Reminiscent of past Disney presentations at the exhibition convention, the program was an amalgam of film and a staged ice skating show to tub-thump the legend of the lost czarina.

Though Fox has a number of upcoming high profile releases this summer, including “Speed 2″ and “Home Alone 3,” the company repeated the strategy it adopted last year of zeroing in on a single title. “Anastasia,” which Fox released as a live action drama with Ingrid Bergman in 1956, is being produced out of the Arizona animation studio by vet cel man Don Bluth.

“We don’t have to tell theater owners about ‘Speed 2,’ ” said Fox Film president Bill Mechanic. “So we’ve moved our emphasis to highlight things that are less well known like ‘Independence Day’ or ‘Anastasia’ or a reissue of ‘Star Wars.’ The alternative is doing a product reel and frankly they don’t always show your movies in the best light.”

After a brief intro on the ice rink by Mechanic, the show was turned over to Bluth.
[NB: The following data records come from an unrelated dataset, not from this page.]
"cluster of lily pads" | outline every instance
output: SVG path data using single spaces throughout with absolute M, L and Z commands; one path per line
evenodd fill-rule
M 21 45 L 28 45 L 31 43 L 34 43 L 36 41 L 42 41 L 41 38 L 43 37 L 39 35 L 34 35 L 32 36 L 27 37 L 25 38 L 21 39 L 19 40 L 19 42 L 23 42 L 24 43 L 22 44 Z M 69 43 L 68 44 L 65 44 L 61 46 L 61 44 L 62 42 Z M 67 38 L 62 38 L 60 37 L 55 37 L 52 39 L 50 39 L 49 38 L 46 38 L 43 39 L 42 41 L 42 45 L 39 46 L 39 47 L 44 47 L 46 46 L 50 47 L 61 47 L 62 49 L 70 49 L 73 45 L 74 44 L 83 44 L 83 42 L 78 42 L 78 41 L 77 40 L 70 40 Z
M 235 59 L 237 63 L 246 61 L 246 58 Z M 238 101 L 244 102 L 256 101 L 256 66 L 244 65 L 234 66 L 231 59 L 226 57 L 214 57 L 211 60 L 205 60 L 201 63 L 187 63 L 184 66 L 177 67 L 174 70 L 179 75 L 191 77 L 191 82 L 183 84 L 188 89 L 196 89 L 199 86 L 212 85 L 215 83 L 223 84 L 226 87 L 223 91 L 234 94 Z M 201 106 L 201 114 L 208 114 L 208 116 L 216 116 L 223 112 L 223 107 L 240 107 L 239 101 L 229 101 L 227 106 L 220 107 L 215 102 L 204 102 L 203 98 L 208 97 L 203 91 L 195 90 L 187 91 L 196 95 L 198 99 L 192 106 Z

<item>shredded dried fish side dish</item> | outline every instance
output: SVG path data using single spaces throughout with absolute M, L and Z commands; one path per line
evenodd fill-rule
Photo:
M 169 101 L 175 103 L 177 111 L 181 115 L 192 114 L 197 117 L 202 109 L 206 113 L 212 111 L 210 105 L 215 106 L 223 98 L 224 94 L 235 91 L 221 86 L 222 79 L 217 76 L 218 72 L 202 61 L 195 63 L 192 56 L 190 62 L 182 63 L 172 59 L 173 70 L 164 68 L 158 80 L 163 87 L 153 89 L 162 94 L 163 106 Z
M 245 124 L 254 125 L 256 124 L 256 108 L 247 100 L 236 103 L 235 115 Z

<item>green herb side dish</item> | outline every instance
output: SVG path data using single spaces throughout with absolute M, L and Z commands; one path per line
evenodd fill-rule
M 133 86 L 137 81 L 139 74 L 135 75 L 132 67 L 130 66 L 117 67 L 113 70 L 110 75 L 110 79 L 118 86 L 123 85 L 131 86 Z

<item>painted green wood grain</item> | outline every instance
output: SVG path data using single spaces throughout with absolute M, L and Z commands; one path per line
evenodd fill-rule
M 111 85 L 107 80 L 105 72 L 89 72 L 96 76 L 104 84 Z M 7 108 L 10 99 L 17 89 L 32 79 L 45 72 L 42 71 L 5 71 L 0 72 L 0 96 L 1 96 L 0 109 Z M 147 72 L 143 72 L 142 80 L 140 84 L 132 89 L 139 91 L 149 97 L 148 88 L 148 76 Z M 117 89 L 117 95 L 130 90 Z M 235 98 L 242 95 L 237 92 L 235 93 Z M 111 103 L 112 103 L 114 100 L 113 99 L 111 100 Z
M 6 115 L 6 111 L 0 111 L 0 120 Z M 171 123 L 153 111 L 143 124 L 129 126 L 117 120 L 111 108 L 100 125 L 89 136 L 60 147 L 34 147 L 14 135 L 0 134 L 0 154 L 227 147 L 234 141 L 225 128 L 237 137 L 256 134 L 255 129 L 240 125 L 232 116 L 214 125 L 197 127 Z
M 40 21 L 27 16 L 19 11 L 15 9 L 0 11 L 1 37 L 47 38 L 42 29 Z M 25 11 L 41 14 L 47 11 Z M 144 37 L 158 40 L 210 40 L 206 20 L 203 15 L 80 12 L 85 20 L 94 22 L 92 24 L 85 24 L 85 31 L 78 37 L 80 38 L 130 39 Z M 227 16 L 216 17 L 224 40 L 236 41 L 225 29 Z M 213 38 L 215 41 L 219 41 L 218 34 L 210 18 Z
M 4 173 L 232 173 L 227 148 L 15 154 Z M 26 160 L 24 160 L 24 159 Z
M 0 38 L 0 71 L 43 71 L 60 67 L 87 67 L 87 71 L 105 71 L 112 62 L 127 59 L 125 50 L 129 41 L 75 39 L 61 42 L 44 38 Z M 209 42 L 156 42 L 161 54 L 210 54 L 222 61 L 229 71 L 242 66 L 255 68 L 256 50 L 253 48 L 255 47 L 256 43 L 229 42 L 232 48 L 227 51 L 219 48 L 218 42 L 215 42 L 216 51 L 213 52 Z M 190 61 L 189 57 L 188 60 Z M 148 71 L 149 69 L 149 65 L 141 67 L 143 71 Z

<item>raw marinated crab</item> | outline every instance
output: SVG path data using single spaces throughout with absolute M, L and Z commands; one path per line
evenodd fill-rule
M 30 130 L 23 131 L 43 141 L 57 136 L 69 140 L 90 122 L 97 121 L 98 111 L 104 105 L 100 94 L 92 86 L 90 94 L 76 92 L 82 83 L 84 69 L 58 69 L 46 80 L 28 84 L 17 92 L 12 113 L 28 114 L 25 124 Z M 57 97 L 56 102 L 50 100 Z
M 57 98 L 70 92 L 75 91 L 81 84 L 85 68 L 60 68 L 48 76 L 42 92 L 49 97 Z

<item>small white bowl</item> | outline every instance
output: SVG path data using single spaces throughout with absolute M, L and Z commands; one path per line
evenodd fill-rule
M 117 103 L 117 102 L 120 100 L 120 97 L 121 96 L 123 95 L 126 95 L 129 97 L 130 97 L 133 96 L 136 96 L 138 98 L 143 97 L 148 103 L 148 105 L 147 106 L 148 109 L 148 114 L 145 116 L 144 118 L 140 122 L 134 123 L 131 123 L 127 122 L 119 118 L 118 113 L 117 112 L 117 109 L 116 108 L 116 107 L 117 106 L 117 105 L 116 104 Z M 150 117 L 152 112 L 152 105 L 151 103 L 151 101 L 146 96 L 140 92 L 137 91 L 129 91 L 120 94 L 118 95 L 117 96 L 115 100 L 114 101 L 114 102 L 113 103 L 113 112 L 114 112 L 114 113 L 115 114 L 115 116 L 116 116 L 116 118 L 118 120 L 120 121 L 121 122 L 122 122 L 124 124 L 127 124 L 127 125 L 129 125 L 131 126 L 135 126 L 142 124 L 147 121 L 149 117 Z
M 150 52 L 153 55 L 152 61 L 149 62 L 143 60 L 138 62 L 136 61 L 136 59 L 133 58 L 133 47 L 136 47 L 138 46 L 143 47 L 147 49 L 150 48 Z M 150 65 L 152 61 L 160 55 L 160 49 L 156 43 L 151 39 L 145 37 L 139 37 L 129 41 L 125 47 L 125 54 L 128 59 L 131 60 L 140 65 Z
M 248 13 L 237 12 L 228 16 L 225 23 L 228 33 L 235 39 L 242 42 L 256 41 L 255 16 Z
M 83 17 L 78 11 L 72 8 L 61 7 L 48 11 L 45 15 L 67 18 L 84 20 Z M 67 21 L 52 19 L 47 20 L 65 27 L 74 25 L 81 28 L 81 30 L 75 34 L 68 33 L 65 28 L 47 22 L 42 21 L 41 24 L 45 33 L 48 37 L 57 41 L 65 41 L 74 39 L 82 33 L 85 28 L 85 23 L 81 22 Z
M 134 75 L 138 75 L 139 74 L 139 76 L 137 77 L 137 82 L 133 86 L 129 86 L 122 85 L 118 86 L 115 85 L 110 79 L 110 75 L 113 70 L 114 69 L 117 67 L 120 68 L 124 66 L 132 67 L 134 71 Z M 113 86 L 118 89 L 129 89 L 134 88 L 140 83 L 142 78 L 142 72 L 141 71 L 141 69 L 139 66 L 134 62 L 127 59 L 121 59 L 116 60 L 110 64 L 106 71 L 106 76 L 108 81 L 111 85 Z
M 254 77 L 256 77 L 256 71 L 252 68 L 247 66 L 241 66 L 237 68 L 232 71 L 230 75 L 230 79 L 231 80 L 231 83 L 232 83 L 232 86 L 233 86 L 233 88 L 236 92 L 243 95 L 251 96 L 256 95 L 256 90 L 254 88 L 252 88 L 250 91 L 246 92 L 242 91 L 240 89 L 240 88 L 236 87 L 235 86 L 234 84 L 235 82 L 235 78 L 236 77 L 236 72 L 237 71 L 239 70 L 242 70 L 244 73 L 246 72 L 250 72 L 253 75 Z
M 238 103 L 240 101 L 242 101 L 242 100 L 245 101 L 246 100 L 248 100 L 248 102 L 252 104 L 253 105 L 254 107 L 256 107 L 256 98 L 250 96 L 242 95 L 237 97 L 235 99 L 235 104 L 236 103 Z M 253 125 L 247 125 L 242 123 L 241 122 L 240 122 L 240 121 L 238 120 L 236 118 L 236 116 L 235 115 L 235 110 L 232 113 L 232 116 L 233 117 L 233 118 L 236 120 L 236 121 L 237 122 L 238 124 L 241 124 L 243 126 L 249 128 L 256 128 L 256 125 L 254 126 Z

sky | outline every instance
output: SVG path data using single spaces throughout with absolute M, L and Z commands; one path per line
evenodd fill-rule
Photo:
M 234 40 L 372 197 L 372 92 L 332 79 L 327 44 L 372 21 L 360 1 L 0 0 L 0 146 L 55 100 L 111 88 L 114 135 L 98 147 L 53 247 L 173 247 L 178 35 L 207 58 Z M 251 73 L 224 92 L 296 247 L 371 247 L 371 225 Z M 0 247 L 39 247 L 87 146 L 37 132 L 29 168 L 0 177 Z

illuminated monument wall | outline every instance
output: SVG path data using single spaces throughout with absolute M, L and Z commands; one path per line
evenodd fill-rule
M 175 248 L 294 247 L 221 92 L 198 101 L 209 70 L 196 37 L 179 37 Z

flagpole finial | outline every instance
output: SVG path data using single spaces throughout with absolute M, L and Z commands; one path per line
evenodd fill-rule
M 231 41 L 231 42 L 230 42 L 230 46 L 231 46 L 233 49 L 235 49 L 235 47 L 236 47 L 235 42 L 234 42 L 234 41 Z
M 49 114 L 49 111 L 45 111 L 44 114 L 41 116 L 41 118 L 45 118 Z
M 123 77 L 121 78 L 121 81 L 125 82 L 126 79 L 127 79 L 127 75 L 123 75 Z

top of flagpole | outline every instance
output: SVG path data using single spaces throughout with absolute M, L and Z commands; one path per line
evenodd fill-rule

The soft-spoken inker read from a heavy tome, intoning the tale with more reverence than wit. Interspersed with the reading were scenes from the film as well as vignettes staged on the ice. The show received a mixed response from the crowd with the best re-ception accorded the filmed portions.

“We basically wanted to do something that would convey our enthusiasm and commitment to animated films,” said Fox Family Films president Chris Meledandri. “This is a very bold step on our part. The area is extremely time-consuming in every way and we wanted to step out and present something very positive to exhibitors.”

The program suffered from an understandable beginner’s awkwardness. The venue — a tent erected in the Bally’s parking lot with bleacher seating — was drafty and on the frigid side while the various components of the program never quite meshed as the different elements tended to repeat rather than advance the story.

Exhibs polled essentially were taking a wait-and-see position, and most felt it demonstrated sufficient promise as a possible hit in the holiday ’97 sked. Unquestionably, the show succeeded in getting the ball rolling and creating awareness about “Anastasia.”